Anti-vaccine demonstrator in Dusseldorf in 2022 (Photo by Ying Tang/NurPhoto via Getty Images)

Anti-vaccine demonstrator in Dusseldorf in 2022 (Photo by Ying Tang/NurPhoto via Getty Images)


juillet 11, 2024   6 mins

« Les chaussettes et les voitures ne sentiraient pas / Chaque matin, je boirais du champagne / Je serais plus élégant que Schmidt et plus gros que Strauß / Et mes disques se vendraient tous ! » En 1987, le chanteur punk de Berlin-Ouest, Rio Reiser a écrit ces paroles sur la possibilité de devenir roi d’Allemagne. Une plaisanterie et un moyen de se moquer des dirigeants guindés de la République fédérale à l’époque.

Heinrich XIII Prinz Reuss rêve également d’être roi d’Allemagne. Malgré ses vêtements en tweed et ses écharpes en soie, ce petit aristocrate et promoteur immobilier de 72 ans de Thuringe partage le mépris de Reiser pour les pouvoirs en place. La seule différence est qu’Heinrich est très sérieux à ce sujet. Tellement sérieux qu’il y a deux ans, des milliers de policiers ont perquisitionné des dizaines de lieux et arrêté lui et 26 autres qui complotaient apparemment pour renverser le gouvernement Scholz et installer Heinrich comme monarque. Le vieux prince et ses partisans, parmi lesquels un chef cuisinier, un juge, un médecin et quelques anciens militaires aux cheveux longs, sont maintenant jugés pour avoir créé une organisation terroriste et comploté pour haute trahison. L’affaire est si vaste qu’elle a été traitée par trois tribunaux distincts à Francfort, Stuttgart et Munich. Les preuves occupent plusieurs kilomètres de dossiers.

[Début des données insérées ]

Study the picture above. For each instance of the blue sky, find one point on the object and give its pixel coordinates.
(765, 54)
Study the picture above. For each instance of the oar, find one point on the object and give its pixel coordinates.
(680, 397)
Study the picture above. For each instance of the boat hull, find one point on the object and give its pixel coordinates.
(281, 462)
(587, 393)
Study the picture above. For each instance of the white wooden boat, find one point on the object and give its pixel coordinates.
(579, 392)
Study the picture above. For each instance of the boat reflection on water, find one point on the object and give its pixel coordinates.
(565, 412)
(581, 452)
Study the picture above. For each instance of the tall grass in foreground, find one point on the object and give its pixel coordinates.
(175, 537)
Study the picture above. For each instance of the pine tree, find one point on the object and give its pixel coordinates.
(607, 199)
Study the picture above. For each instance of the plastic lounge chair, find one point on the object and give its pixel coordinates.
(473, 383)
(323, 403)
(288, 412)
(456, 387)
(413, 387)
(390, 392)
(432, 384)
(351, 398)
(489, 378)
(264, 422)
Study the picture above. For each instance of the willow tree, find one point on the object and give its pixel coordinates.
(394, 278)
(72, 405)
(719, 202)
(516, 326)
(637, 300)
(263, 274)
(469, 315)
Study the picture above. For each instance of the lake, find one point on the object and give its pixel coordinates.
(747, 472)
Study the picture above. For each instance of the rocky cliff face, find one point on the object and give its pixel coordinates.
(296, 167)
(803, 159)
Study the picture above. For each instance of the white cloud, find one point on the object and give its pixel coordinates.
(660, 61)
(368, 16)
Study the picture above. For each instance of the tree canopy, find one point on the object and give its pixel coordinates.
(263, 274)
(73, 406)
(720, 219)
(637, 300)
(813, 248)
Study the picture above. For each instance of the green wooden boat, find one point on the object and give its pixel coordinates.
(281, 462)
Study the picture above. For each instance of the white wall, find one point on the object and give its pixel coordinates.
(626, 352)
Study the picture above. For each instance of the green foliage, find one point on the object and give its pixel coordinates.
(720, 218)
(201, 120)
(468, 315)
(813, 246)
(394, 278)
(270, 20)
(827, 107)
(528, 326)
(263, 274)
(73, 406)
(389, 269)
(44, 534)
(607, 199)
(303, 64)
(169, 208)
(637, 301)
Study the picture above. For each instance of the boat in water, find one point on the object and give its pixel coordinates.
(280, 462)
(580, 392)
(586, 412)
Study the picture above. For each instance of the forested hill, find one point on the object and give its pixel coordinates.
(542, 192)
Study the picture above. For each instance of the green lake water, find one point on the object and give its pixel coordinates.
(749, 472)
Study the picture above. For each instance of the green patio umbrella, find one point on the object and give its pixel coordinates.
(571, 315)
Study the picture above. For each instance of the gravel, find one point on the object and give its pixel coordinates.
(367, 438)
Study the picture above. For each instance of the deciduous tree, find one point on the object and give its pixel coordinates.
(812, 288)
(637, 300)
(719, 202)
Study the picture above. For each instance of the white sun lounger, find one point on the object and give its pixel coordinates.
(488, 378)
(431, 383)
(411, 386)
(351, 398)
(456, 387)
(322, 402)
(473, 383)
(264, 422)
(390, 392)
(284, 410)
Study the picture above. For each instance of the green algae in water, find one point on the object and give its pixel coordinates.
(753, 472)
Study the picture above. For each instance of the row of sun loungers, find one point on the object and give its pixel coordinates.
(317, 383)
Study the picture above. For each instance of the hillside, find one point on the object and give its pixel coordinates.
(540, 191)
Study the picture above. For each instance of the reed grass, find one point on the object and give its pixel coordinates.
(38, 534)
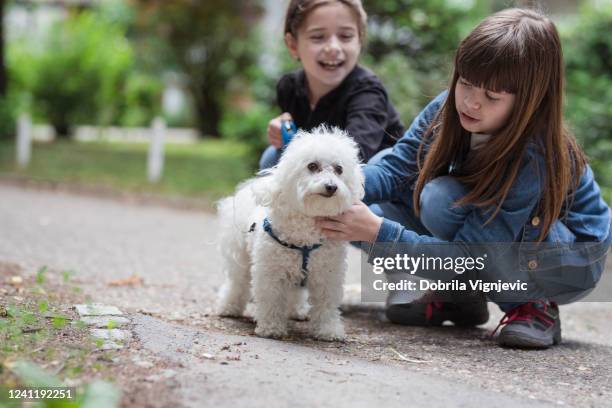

Ce groupe hétéroclite appartient à la scène des Reichsbürger, un terme générique pour les dizaines de milliers de personnes qui rejettent la légitimité de la République fédérale et pour qui les gouvernements démocratiquement élus de l’Allemagne moderne sont des vassaux installés par les puissances occupantes d’après-guerre. Aucun traité de paix n’a été signé entre le Troisième Reich et les Alliés, disent-ils. Ainsi, le Reich reste l’État légitime pour eux, bien que pour eux cela signifie généralement passer outre les désagréments du régime hitlérien au Second Reich, à l’époque de Bismarck, des Kaisers et des casques pointus — toujours présents, intacts à l’arrière. Les Reichsbürger pensent que la République fédérale est une entreprise qui achemine de l’argent vers le gouvernement américain et les Rothschild — vous savez où ils veulent en venir. Comme pour de nombreux mouvements conspirationnistes, une bonne dose d’antisémitisme semble être un ingrédient essentiel. Une agence financière publique existe en fait à Francfort, mais elle gère uniquement la dette et les investissements de l’État, explique l’Association des avocats allemands, qui affirme recevoir un nombre surprenant de demandes de citoyens concernés sur le sujet.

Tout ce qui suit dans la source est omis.